Debido a que esos fragmentos, comparativamente realistas, es donde aparece Satanás (sus ojos se acercan y se muestra a Rosemary violentada por garras coriáceas), hay más confirmación que conmoción en el clímax, lo que significa que hay más temor que incertidumbre antes de llegar al final. La conclusión (cuando Rosemary conoce a su bebé, al descendiente de Satanás) funciona no porque sea una sorpresa sino porque es terriblemente inevitable. Rosemary hace su terrible descubrimiento y el espectador está desconcertado porque no puede ayudarla.

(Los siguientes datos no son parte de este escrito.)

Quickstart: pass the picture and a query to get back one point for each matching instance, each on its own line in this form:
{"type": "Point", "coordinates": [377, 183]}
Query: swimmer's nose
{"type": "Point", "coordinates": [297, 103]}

Al igual que La profecía (de Richard Donner) y otras películas de ocultismo y rituales satánicos, El bebé de Rosemary también tiene fama de estar maldita. El compositor Krzysztof Komeda se cayó por un precipicio y murió tras pasar cuatro meses en coma. William Castle, productor de la película, sufrió cálculos biliares de tal gravedad que requirió cirugía. Se recuperó, pero su carrera no. La película puso fin al matrimonio de Mia Farrow con Frank Sinatra, a quien le entregaron los papeles del divorcio en el set.
Aunque El bebé de Rosemary recibió una nominación al Oscar en la categoría de Guión Adaptado y le permitió a Ruth Gordon ganar la estatuilla dorada como Mejor actriz de reparto, la desgracia más notoria relacionada tangencialmente con la película fue el destino de la esposa de Polanski, Sharon Tate. Estaba compitiendo por el papel principal antes de que Mia Farrow fuera elegida, pero continuó merodeando por el set. Ella aparece sin acreditar en una escena, y la película todavía se proyectaba en algunos cines cuando fue asesinada por la familia Manson, junto con cuatro amigos y su hijo por nacer. Poco más de una década después del estreno de la película, John Lennon fue asesinado a tiros en las afueras del Dakota en Nueva York, el edificio donde se filmó esta película maldita.